CMES scraps in China

Scrappers are paying just $327m per ldt for a Chinese-owned panamax

China Merchants Energy Shipping (CMES) is scrapping another Oshima-built panamax in China.

In an announcement to the Shanghai Stock Exchange, Chinese state-controlled shipowner China Merchants Energy Shipping (CMES) says it has been paid CNY 20.36m ($3.29m) for the Oshima-built 73,645-dwt Pacific Paradise (built 1993). Like sistership Pacific Prospect, which was reported scrapped four weeks ago, it has sailed in the fleet of CMES affiliate Hong Kong Ming Wah. Reference sources give its lightweight as 10,061 ldt, so the Chinese demolition price works out to $327 per ldt.

Scrapping the ship outside China would have yielded 50% better than that. Indian breakers were paying $490 per ldt for bulkers last week, according to the Seasure Shipping weekly demolition report.

The ship was delivered last Thursday to Dalian Shipbuilding Industry.

The book value of the ship based on 25-year depreciation is CNY 40.6m and the transaction will be booked as an operating expense of CNY 22.86m.

Since the ship was not reflagged to China, it will presumably not qualify for the Chinese government's subsidies for early scrapping of aging tonnage.

CMES announced in June that it intended to dispose of eight elderly bulkers over the next 12 months, and now notes that its dry-bulk fleet is undergoing a renewal programme.

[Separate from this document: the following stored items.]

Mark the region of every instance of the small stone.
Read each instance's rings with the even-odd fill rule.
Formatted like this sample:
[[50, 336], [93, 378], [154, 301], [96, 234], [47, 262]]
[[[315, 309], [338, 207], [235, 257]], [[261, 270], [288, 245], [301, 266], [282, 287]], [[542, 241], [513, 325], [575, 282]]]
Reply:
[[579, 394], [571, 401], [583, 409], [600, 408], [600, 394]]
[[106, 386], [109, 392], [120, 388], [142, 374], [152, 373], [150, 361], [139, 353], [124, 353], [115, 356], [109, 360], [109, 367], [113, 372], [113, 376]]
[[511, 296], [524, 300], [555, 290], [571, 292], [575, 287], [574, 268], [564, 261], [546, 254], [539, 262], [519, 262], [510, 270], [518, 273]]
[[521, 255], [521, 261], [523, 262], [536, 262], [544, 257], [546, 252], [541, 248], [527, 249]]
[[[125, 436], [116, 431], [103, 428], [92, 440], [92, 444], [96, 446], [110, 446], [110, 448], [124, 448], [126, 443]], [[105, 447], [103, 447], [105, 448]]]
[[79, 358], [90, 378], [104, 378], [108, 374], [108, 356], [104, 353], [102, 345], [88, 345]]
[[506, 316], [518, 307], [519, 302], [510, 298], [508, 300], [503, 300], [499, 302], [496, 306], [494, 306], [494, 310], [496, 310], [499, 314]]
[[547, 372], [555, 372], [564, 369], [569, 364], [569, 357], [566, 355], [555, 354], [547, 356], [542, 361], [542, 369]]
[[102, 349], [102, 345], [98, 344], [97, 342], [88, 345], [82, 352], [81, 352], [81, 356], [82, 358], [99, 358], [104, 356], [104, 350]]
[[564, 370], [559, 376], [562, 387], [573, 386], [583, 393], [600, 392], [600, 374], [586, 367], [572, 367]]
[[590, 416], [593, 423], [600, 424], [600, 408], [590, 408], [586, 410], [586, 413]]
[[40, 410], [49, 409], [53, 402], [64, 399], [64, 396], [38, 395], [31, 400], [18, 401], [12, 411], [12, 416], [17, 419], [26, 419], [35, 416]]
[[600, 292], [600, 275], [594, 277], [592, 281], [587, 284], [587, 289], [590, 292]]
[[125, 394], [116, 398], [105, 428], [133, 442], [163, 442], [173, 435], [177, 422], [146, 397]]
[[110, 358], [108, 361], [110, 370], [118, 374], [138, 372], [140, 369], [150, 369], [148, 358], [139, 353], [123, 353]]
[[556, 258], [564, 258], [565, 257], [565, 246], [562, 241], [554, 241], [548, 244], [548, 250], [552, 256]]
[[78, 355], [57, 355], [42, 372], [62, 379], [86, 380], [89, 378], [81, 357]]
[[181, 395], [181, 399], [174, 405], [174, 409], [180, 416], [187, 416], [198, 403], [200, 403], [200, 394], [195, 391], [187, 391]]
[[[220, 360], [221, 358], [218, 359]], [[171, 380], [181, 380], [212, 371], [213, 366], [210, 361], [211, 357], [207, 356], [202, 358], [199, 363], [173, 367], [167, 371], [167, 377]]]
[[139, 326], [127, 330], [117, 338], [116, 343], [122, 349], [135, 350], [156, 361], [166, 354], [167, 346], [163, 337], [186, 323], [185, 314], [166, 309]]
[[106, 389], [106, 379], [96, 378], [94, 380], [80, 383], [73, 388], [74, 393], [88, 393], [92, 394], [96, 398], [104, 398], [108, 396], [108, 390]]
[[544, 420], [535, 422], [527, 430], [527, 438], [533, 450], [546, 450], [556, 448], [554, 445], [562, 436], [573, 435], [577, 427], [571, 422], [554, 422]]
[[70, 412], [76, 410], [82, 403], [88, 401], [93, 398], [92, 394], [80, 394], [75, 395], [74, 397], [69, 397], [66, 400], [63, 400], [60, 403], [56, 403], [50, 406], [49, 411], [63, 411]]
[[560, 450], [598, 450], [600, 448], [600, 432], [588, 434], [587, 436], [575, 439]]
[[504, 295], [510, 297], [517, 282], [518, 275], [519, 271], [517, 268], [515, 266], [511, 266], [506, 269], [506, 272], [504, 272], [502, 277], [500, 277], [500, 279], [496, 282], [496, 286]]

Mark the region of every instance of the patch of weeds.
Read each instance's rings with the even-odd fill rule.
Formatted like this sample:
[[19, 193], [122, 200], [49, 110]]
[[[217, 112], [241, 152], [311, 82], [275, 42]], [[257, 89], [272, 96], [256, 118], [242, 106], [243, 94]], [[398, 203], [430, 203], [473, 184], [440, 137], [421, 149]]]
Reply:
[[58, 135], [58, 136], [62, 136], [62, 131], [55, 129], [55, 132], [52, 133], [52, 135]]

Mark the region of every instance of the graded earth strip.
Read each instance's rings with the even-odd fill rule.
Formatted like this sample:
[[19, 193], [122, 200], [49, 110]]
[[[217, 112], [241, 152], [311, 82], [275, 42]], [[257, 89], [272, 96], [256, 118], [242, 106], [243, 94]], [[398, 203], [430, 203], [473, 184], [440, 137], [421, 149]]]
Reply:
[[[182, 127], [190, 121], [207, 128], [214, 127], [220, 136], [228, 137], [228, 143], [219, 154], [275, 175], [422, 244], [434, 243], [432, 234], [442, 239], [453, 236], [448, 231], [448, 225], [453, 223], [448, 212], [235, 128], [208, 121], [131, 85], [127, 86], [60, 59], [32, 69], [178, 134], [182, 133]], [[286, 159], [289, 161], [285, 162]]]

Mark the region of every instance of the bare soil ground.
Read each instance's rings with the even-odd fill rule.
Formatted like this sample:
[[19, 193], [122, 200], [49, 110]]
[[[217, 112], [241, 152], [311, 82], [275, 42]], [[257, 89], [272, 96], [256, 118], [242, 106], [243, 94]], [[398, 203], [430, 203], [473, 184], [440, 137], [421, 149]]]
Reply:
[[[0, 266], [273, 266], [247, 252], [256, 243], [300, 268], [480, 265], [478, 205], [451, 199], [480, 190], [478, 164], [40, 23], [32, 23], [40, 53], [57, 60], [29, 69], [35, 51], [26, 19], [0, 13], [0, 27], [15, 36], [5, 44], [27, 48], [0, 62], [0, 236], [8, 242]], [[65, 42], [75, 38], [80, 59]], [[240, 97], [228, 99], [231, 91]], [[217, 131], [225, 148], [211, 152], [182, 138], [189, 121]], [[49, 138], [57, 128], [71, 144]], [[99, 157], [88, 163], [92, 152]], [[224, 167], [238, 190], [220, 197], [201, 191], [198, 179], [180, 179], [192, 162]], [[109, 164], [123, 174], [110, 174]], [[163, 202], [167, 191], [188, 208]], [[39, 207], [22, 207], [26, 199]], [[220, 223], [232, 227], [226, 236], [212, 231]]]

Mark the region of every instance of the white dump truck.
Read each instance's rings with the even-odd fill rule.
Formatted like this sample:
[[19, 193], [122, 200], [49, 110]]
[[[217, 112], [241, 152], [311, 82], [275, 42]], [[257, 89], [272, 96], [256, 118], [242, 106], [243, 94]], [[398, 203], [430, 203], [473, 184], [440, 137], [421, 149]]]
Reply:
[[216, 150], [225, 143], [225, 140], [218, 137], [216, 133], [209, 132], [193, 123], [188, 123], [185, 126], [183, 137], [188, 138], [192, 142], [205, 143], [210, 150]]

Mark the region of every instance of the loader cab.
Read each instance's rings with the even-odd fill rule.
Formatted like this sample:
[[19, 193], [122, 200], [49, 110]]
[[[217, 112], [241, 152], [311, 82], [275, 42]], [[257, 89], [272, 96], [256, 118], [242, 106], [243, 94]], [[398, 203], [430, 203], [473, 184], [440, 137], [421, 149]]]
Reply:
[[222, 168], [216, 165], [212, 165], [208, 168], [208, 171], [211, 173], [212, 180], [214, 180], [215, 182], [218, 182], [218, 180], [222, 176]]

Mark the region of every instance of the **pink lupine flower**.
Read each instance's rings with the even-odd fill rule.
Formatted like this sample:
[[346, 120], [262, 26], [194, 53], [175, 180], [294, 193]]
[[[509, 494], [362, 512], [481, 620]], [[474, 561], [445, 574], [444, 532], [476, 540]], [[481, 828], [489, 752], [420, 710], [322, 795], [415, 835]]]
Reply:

The company intends to charter in tonnage to make up for short capacity that may result from scrapping while it waits for delivery of newbuildings, and points to its orders late last year of 12 ultramax bulkers.

Third-party reports put that number at 16, including ten of 64,000 dwt on order at Chengxi Shipbuilding and six of 61,000-dwt split between Nantong Cosco KHI Ship Engineering and Dalian Cosco KHI Ship Engineering Co.